From: "Len Bullard" <cbullard@------.--->
To: "'Gavin Thomas Nicol'" <gtn@----.--->, "'XML List Developers'" <xml-dev@-----.---.--->
Date: 3/2/2007 3:58:00 PM
From: Gavin Thomas Nicol [mailto:gtn@r...] 

>One side of that was that people found DTD's to be useful only at  
>certain points in the process... during the production process a  
>document is not always/seldom 'valid'. Market forces made them  
>optional ;-)

Experience did.  True.  Even prior to IADS when working with the Context
system at GE on the US Navy CASS program, I learned that we had to turn off
validation until BigBindTime which for that system was bitmap production.
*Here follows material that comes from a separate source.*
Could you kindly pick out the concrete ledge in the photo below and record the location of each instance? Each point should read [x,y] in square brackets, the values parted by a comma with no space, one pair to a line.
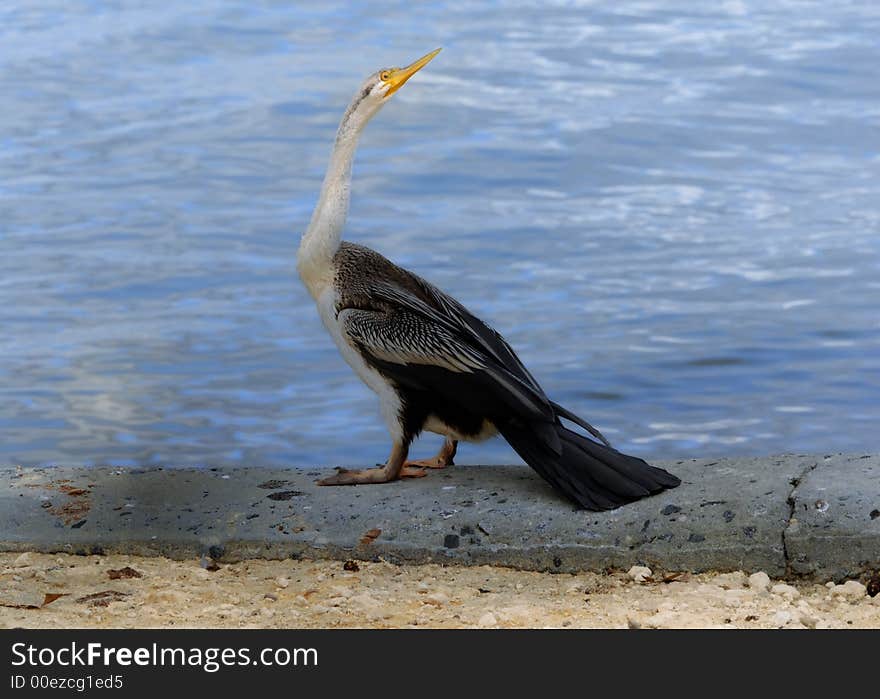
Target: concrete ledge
[786,515]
1. Syntax valid (aka, well-formed):  no typing mistakes given a spell
checker.

2. Logically valid:  my code has no bugs.

3. System valid:  your code and my code have no bugs.

4. Requirements valid:  the user sees no bugs.

But we all knew that.

>I think that there were actually few, if any 'true' SGML parsers. The  
>reality was that a significant number of SGML *subset* parsers  
>existing that shared a fairly common set of features.

Mostly true.  The concepts of 'Unicorn-goodness' etc. were just coming along
when the web burst.  OTOH, the cost of parsers was mostly a burden a few
years prior to the web.  By the time HTML was being noticed, it wasn't an
issue.  It has to be remembered that when ISO 8879 was released,
incompatibilities in computer systems passing files around were much worse
than the time that the desktops made the web-as-we-think-we-remember-it
possible.  SGML was a feature-ridden mostly because to guarantee that list
above, a lot more checking of agreement was needed.

>Very true, though it is useful to see everyone's perspectives on the  
>battle for supremacy.

No disagreement on that.  But there is a lot about that speech that reminds
me of the officers who sat in the Pentagon in the 1950s planning future
aircraft and claiming that since we would never again fight a conventional
war, we'd never need guns on jets, just rockets to take down bombers.  They
kept defending that decision well into the 1960s while the guys on the
ground crews were trying to install guns in the field to take down MIGs that
had them.

Dogfighting never goes out of style.  So it is with items 1 through 4 above.
We just keep shifting the places in the process where the guns are mounted.